While we are going to get a bit technical in this post, we have also written a post about specific business applications of neural networks. From recognizing speech to analyzing sentiment in a data set and classifying data, there’s always a dedicated neural model that you can build — or use.

So in the guide, let’s walk through:

  • What exactly a neural network is
  • The three major types and how they compare with each other, and
  • A brief summary of other neural networks that you can use

Let’s dig in!

What is a Neural Network — and why should you care?

A neural network is a working system at the heart of a deep learning algorithm that helps it process raw data.

In fact, neural networks are pretty much like the human brain.

Like our brain that’s formed of a network of neurons, neural networks are based on connected nodes or units – technically known as artificial neurons. Their job? To identify hidden correlations and patterns in raw data, classify them, and continuously improve.

But why bother learning about neural networks? As mentioned, neutral networks sit at the center of all deep learning algorithms. So to understand a model or create one, you need to first dive into the architecture of a neural network.

With the basics out of the way, let’s look at the three main types of neural networks.

Artificial Neural Networks (ANN)

Most folks consider Artificial Neural Networks as synonymous with neural networks. However, both aren’t one and the same. Instead, an ANN is a type of neural network.

ANN is essentially a feed-forward network because of the way information travels through it — from one layer to another without touching a node twice.

This type of neural system — patterned around how neurons work in our brain — recognizes patterns in raw data, helping solve complex processes.

Another similarity with the human brain: the ANN improves with every new input it gets. In a nutshell, ANN makes independent improvements — or is continuously improving.

Now to dive into the composition of this neural network. The ANN is based on three or more interconnected layers of nodes — again, similar to the brain.

All layers are responsible for inputting, processing, and outputting data to the deeper layers. Such an inter-layered system is what helps this neural network understand and learn complex things.

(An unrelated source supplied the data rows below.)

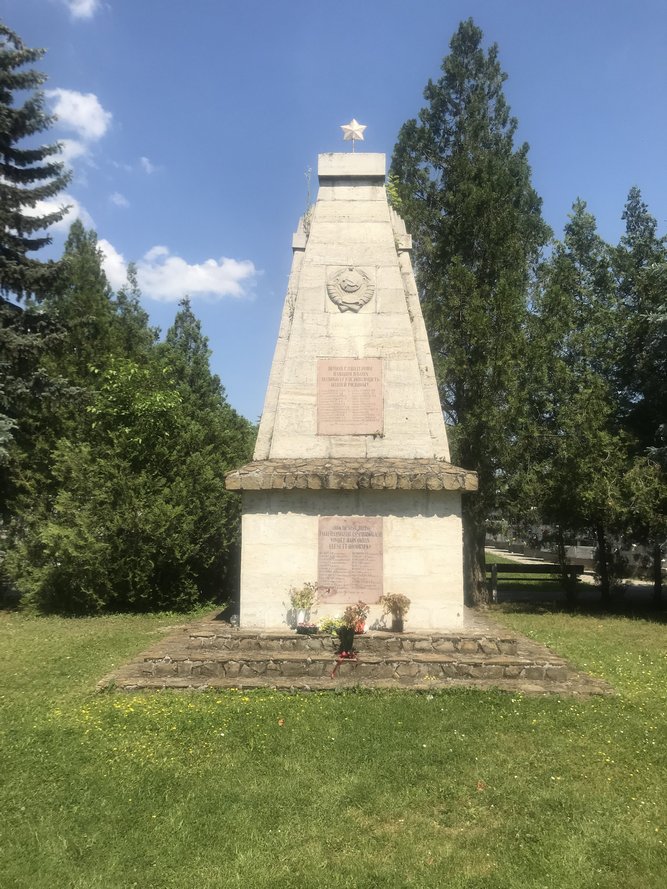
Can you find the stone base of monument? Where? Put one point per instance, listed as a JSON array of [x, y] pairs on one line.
[[213, 655]]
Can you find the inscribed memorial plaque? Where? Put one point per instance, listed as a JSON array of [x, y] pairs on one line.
[[349, 564], [349, 396]]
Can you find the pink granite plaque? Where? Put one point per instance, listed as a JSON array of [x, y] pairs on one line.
[[349, 396], [350, 559]]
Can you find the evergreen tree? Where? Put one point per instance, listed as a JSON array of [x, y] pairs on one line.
[[583, 455], [139, 518], [464, 190], [640, 265], [28, 175]]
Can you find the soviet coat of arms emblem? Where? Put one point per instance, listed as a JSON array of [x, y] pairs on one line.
[[350, 289]]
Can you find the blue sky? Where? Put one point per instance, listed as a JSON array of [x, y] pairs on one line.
[[190, 125]]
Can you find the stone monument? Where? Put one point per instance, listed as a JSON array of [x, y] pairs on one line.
[[351, 482]]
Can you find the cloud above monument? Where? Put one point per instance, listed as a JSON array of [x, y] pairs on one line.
[[82, 9], [168, 278]]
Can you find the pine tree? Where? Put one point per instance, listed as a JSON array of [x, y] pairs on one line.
[[640, 265], [580, 454], [28, 175], [465, 192]]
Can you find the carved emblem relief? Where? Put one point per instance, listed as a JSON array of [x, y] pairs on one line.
[[350, 289]]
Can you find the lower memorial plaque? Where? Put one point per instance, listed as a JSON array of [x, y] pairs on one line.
[[350, 559]]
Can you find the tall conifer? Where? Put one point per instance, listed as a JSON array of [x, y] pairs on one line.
[[465, 192], [29, 174]]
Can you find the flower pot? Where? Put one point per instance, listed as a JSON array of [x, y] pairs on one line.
[[346, 637], [306, 630]]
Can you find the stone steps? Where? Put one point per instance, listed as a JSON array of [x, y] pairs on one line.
[[213, 655]]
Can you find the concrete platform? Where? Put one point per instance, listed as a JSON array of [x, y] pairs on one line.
[[211, 654]]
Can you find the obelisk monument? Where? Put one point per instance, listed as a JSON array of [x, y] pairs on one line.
[[351, 483]]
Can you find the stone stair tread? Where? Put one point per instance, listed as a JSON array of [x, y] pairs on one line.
[[209, 654], [254, 656]]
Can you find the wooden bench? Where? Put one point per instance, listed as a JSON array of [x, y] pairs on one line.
[[522, 568]]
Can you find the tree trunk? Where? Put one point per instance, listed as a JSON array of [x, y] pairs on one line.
[[568, 579], [474, 562], [657, 574], [603, 564]]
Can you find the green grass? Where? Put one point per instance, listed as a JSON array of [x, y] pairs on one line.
[[456, 789]]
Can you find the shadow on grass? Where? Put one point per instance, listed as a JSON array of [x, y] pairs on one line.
[[633, 602]]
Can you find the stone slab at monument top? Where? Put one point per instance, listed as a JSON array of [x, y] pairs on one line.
[[351, 482]]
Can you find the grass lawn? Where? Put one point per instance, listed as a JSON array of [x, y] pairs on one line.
[[451, 789]]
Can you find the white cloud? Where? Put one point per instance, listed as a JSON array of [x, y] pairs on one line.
[[115, 266], [82, 9], [81, 112], [72, 149], [76, 211], [147, 166], [168, 278], [119, 199]]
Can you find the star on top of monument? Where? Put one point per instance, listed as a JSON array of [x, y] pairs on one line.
[[353, 130]]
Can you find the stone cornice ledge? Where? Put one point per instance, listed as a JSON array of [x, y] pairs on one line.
[[344, 474]]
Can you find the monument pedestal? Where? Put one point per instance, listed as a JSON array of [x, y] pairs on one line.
[[351, 484]]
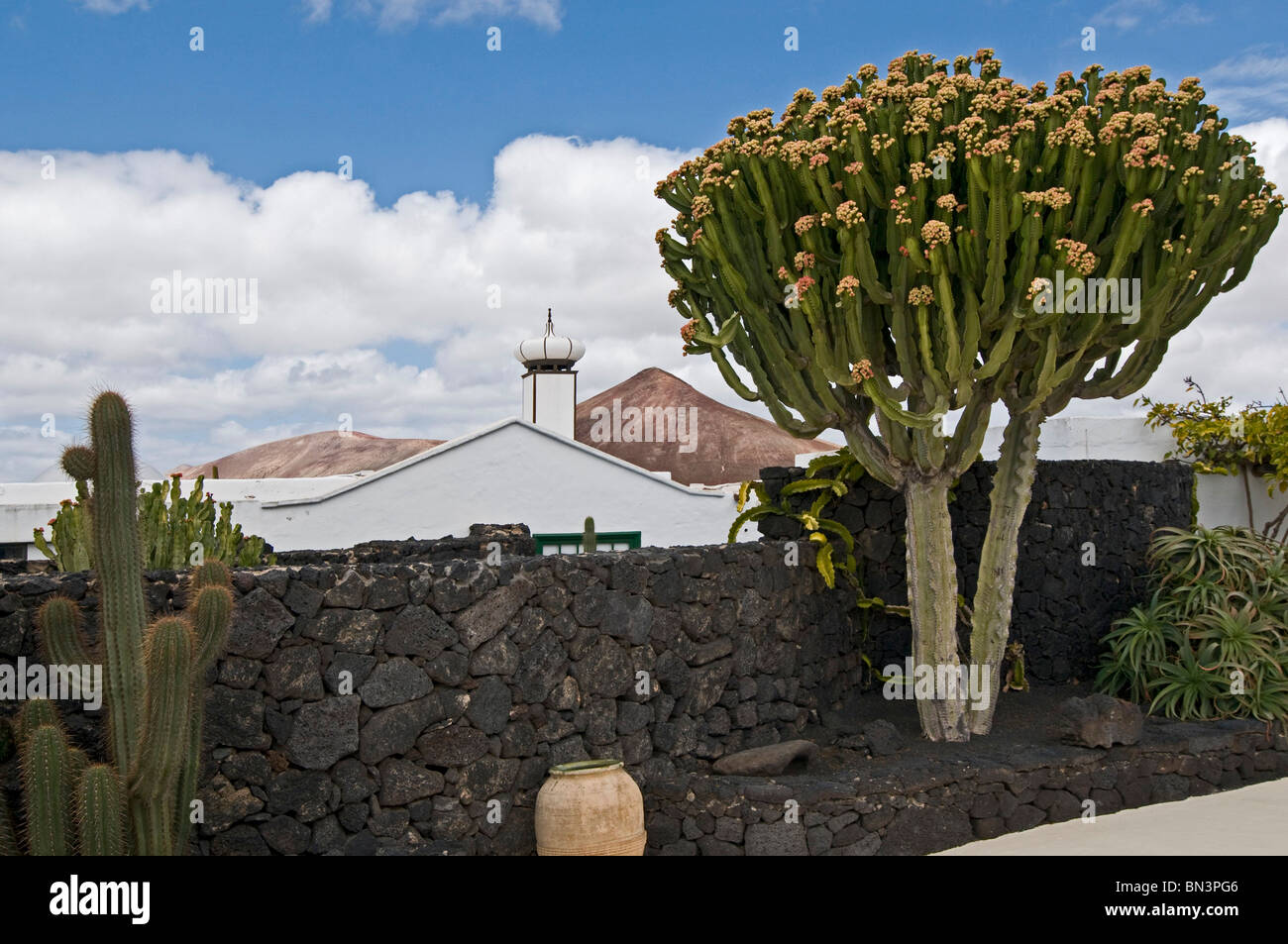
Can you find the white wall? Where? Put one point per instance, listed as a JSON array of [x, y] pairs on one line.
[[511, 472], [507, 472]]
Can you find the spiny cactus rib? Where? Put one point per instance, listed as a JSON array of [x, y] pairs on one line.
[[8, 837], [1013, 487], [120, 572], [44, 782], [170, 652], [101, 811], [213, 574], [35, 713], [154, 673], [921, 227], [80, 463], [210, 620], [58, 622]]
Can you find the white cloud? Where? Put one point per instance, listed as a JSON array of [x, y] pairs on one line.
[[382, 312], [400, 13], [317, 11], [114, 7], [1127, 14], [1250, 85], [344, 286]]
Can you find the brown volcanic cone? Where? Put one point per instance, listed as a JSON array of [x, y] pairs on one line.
[[732, 445], [310, 455]]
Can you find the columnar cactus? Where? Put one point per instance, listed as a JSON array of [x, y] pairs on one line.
[[154, 674], [928, 244]]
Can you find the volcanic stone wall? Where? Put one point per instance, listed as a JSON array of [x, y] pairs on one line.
[[912, 806], [415, 707], [1064, 599]]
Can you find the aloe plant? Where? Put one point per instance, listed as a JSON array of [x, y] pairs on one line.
[[902, 249], [1212, 640]]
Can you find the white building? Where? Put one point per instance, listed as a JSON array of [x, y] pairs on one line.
[[518, 471]]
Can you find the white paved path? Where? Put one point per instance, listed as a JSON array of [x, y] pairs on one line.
[[1249, 820]]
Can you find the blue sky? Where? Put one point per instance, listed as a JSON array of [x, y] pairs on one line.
[[523, 174], [423, 104]]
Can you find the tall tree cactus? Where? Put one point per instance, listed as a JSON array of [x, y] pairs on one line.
[[140, 802], [900, 256]]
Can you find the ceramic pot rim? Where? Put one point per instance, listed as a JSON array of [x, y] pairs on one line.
[[585, 767]]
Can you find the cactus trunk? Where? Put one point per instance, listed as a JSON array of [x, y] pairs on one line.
[[155, 673], [932, 601], [1013, 487]]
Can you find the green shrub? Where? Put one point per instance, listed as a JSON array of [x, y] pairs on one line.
[[1211, 642], [175, 531]]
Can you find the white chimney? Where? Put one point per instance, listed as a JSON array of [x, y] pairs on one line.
[[550, 382]]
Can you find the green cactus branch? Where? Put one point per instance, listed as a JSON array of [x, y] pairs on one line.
[[140, 801], [898, 249]]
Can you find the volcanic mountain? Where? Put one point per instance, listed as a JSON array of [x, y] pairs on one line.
[[713, 446], [310, 455], [724, 445]]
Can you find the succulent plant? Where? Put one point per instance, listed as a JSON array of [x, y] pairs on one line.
[[902, 249], [154, 673]]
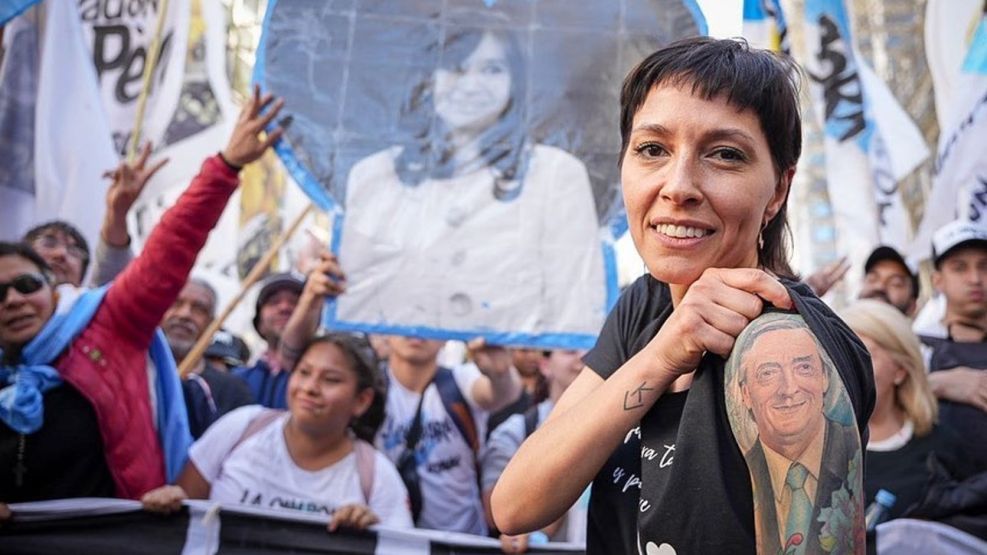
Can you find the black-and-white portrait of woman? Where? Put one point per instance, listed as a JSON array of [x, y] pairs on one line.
[[484, 228], [468, 154]]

How artificial neural networks work
How artificial neural networks work

What should you use ANNs for?

Owing to its tiered layering, the ANN is used in technology focusing on complex problem solving such as pattern recognition problems.

Examples include:

  • Predictive analysis for business intelligence
  • Speech-to-text transcription application
  • Handwriting and facial recognition
  • Spam email detection
  • Weather prediction

Advantages & challenges of using an ANN

ANNs can bring many perks with their use, here are some of the main ones:

  • Adaptive nature. Meaning: the neural network modifies itself post the initial training with subsequent information that it processes.
  • Enhanced learning ability. Once trained, the ANN can learn events on its own. It can also make decisions or generate outcomes by comparing the problem with similar events. Due to their node strength, ANNs can perform multiple tasks at a time.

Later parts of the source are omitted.